The afternoon’s work ended, you are again marched to the prison, and after another searching of the person are discharged to your cell, to change your smock and boots for a jacket and shoes before going to chapel. Then comes another grand parade before the cell doors, then filing off to chapel, then a weary service, in which a weary chaplain prays and preaches before weary men, with inward growlings and unquiet slumbers for the result. Men who have been hard at work during the day are in no condition, mental or physical, for joining in a holy service. 

After chapel you go to your cell and your supper of gruel, but not to rest. The half hour allotted for supper ended, there arises such a Babel of sounds - of warders shouting and swearing, and feet rushing and brushes scrubbing - that you begin to think yourself in a North-country weaving factory. You may not take part in the work every night, but you will find your turn come pretty often, and may have to work on in sweat and noise till ten minutes to bed-time. Then at length you are hurried to bed, with scarce time to put up your hammock (which must not be touched before), and are left through the noises of the night to seek a fitful sleep. It requires long use to sleep soundly. All through the great tier of iron boxes which serve as cells, you hear everything that is done by your neighbours; and what with the noise of the warders, and rows in one or other part of the resonant building, your sleep will be broken for many weeks; while you grow gradually sensible, as the morning draws one, that you are in the midst of a great cesspool. I speak strongly, but with truth. 
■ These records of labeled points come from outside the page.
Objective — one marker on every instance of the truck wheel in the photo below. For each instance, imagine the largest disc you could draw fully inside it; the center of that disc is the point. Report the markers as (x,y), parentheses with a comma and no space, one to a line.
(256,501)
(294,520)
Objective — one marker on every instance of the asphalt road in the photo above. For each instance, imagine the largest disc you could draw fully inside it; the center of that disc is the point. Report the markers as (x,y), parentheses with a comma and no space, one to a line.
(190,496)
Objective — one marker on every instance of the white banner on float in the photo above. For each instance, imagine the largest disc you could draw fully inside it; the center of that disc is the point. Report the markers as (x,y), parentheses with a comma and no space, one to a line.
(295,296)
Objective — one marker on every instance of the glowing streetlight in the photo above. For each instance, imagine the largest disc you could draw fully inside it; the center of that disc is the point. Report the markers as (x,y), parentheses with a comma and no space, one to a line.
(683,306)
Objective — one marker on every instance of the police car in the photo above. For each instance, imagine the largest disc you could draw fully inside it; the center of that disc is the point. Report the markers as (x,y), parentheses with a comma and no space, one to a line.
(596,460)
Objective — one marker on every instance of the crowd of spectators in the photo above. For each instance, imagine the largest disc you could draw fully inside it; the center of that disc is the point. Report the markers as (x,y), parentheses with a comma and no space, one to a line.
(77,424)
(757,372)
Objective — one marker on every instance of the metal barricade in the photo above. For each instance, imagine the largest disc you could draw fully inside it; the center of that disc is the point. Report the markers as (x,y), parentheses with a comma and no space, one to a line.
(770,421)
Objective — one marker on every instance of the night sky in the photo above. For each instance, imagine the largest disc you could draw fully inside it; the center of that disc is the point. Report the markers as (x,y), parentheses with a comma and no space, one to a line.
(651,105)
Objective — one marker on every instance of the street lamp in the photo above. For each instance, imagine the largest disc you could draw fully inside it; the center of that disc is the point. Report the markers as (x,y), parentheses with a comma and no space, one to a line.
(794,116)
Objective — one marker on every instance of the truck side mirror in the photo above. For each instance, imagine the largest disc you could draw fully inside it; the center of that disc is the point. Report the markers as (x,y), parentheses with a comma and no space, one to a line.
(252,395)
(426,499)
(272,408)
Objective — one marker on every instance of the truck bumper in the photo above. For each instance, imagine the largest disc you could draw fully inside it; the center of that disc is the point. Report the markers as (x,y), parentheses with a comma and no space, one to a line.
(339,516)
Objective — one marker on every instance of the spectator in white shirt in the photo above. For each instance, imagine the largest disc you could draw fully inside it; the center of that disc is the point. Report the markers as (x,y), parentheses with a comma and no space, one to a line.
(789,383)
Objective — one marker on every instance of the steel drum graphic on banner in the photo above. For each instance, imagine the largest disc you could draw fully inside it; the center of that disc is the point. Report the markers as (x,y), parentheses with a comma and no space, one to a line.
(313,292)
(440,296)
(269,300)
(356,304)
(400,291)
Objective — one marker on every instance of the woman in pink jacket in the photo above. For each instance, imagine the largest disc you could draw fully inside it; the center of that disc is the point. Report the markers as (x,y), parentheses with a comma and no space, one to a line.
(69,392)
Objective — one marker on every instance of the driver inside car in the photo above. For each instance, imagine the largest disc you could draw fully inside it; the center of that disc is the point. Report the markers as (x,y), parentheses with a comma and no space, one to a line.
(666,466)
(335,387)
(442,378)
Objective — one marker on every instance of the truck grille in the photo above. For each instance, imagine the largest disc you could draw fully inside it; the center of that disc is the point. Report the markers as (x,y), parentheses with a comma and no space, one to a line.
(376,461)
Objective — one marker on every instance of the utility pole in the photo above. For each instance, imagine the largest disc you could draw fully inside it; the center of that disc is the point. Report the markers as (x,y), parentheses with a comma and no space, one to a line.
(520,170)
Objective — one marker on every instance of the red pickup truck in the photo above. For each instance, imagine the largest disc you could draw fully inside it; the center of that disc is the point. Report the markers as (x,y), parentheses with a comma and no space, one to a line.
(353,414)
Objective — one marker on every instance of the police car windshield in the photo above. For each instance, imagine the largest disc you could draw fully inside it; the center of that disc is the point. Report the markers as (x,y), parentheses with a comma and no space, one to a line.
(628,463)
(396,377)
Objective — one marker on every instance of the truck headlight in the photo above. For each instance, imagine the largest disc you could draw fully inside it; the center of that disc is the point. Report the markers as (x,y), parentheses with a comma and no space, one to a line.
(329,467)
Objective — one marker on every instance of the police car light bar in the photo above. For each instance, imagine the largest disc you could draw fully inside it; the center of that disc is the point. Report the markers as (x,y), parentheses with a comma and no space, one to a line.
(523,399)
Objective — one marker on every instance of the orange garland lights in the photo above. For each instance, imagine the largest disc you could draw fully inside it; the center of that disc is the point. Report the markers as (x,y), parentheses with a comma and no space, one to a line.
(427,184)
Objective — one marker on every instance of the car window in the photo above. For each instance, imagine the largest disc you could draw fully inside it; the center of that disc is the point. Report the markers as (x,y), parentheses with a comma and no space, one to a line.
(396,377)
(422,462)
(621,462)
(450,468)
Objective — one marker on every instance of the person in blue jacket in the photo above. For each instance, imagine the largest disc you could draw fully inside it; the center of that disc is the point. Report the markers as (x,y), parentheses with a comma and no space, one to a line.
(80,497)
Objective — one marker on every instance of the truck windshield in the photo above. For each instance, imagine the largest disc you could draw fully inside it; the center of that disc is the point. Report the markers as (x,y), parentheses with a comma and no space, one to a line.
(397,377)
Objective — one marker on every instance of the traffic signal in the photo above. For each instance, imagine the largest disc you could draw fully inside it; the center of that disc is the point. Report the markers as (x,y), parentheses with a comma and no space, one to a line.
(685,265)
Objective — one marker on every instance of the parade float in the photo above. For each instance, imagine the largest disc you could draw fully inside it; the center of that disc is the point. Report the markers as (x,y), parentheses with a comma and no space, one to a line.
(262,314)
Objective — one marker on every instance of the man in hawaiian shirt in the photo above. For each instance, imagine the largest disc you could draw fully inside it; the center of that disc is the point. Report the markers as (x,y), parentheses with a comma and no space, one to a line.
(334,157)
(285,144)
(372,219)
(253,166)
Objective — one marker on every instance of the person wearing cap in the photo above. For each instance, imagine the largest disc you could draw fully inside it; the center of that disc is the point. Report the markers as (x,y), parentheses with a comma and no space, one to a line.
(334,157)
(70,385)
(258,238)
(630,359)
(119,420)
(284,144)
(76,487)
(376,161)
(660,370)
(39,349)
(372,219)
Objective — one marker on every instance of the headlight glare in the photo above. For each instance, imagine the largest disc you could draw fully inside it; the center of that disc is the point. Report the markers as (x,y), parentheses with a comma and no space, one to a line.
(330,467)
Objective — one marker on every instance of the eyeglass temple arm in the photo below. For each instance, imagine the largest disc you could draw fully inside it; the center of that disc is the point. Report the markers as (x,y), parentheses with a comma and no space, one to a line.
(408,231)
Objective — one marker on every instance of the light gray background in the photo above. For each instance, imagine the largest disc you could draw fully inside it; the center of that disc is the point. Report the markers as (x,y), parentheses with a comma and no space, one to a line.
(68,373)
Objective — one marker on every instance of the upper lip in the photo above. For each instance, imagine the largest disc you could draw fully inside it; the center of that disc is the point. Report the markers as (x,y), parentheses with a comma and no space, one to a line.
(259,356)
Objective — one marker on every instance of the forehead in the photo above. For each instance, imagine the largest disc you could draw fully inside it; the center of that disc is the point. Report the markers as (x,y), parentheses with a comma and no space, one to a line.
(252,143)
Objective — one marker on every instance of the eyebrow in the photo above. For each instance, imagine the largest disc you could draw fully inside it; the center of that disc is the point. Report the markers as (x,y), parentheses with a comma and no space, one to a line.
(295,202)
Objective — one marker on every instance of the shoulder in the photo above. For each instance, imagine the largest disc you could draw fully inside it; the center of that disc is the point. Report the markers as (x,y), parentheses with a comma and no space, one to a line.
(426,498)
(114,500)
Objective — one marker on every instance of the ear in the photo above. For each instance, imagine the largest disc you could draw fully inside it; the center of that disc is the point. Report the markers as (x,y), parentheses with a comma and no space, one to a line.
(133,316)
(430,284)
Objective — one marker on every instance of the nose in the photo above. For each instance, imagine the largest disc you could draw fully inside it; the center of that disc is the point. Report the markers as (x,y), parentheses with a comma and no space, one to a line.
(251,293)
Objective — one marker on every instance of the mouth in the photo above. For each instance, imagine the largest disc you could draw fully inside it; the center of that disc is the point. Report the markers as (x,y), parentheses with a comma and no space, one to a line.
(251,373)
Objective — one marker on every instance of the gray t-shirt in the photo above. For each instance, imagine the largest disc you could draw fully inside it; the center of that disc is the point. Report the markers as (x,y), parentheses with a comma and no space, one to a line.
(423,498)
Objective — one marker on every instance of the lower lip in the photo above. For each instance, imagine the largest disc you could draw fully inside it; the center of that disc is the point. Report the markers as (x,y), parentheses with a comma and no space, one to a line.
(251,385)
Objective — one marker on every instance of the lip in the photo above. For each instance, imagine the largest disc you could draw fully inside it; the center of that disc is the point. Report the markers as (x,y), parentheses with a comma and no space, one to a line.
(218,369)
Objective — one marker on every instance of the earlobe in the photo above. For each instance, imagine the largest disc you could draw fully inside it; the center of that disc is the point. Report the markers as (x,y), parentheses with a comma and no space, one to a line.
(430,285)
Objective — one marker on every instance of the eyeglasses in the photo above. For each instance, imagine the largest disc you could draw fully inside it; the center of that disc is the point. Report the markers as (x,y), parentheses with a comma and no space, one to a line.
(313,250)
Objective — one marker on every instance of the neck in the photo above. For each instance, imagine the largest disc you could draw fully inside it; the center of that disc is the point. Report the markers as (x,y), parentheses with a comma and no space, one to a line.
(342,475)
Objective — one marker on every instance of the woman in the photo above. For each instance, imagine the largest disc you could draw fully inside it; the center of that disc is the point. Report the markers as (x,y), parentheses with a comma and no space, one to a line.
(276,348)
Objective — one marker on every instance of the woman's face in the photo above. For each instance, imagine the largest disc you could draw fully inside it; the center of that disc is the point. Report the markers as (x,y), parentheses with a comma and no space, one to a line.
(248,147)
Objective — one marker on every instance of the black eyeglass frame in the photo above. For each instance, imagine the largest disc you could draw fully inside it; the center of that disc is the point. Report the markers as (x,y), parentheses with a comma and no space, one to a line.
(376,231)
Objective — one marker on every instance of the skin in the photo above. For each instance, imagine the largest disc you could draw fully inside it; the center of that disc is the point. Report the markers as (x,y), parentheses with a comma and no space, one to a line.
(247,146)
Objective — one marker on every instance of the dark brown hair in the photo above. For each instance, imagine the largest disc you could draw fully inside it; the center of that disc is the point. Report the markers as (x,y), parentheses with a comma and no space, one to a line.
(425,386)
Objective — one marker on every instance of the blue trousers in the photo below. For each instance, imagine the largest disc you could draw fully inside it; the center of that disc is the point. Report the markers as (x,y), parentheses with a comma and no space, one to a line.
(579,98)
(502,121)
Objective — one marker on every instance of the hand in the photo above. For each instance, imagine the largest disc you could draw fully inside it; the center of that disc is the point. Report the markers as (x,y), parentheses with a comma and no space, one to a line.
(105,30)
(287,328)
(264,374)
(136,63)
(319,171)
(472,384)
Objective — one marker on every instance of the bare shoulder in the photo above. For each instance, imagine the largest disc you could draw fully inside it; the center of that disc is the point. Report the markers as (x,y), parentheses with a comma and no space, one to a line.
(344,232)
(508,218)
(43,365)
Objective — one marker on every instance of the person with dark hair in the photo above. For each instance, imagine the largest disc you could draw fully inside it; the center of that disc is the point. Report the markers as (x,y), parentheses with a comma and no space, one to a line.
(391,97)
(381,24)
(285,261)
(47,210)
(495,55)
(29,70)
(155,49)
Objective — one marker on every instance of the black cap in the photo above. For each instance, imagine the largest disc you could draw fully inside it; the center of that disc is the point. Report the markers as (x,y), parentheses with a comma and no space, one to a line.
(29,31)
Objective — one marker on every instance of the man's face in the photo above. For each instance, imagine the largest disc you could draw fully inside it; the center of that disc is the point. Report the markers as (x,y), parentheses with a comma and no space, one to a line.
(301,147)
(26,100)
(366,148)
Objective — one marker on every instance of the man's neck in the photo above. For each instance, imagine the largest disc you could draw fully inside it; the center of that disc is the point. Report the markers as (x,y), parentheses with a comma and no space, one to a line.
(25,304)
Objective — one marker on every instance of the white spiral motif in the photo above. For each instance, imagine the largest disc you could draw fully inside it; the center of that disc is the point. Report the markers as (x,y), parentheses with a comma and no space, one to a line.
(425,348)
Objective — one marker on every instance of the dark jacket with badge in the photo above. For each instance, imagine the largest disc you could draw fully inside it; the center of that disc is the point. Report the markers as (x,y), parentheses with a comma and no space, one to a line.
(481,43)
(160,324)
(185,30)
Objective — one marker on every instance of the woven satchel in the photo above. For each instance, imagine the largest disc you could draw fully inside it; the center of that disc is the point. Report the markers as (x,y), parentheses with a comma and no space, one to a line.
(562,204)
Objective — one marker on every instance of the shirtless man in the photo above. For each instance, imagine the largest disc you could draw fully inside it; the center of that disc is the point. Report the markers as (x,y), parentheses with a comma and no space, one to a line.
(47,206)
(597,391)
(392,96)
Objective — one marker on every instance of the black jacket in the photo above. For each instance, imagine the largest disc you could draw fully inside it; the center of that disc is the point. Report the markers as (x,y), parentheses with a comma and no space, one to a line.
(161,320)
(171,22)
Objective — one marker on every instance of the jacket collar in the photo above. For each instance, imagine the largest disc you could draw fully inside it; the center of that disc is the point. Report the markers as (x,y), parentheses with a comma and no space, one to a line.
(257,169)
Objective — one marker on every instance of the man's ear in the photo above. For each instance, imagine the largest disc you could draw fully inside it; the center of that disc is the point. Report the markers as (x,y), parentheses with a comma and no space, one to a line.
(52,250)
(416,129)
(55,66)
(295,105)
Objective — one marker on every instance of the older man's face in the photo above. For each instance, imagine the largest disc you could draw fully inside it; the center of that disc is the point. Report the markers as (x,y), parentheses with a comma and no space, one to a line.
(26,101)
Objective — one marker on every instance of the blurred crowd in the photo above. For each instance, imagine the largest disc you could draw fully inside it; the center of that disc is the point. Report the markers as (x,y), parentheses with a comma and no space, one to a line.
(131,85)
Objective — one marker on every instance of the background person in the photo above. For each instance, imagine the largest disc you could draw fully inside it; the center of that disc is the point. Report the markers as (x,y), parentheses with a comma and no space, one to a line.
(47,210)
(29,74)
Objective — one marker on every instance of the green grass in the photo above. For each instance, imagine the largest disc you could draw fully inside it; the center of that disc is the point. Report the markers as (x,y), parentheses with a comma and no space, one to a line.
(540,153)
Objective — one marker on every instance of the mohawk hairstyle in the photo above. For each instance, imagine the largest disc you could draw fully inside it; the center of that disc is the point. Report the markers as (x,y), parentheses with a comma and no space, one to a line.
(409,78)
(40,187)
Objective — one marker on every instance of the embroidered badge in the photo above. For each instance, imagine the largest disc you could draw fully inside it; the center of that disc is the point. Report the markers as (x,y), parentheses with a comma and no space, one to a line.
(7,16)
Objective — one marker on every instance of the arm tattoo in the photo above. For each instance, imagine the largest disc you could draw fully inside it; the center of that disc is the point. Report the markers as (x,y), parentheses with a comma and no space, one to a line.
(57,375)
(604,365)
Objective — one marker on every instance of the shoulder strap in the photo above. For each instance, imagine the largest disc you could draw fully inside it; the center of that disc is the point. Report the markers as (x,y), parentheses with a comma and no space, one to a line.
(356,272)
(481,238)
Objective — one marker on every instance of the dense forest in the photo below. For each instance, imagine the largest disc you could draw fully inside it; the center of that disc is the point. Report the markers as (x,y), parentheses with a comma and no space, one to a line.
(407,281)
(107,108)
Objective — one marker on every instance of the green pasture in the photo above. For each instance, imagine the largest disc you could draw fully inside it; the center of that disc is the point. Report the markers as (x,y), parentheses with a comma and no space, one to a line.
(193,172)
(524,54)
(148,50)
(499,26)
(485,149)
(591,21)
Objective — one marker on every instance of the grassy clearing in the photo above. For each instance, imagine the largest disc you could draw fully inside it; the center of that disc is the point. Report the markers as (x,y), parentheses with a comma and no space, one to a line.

Such is the system of “public works” in England: in the day it is endless parade, and keeping step, and misapplied labour; and at night broken rest in a most foul atmosphere. A more irritating discipline I have never seen put in practice, and it was astonishing to see how thoroughly reckless it made the prisoners subjected to it: I never saw any discipline affect men more unfavourably. The officers might not see it; the authorities might know little or nothing of it, except as it gave rise occasionally to partial outbreaks; but I, who lived in the undercurrent, saw it clearly. To make things worse, just as I left, the men were deprived of their Sunday. The relaxation of parade on this one day had hitherto been a saving point in this most wretched system. Hitherto the prisoners, though surrounded by officers and kept in a small circle like people at a fair, could select their companions and even sit down on the ground by the prison side and rest. But a few Sundays before I left the prison even this one comfort was taken away, and the “day of rest” was divided between parading for chapel, sitting in chapel, and being marched round and round the yard. You must look forward to a trying time at public works. And yet, so pleasant is it to be out of doors and drink the fresh air, that you would not willingly go back to the “separate-system” prison. 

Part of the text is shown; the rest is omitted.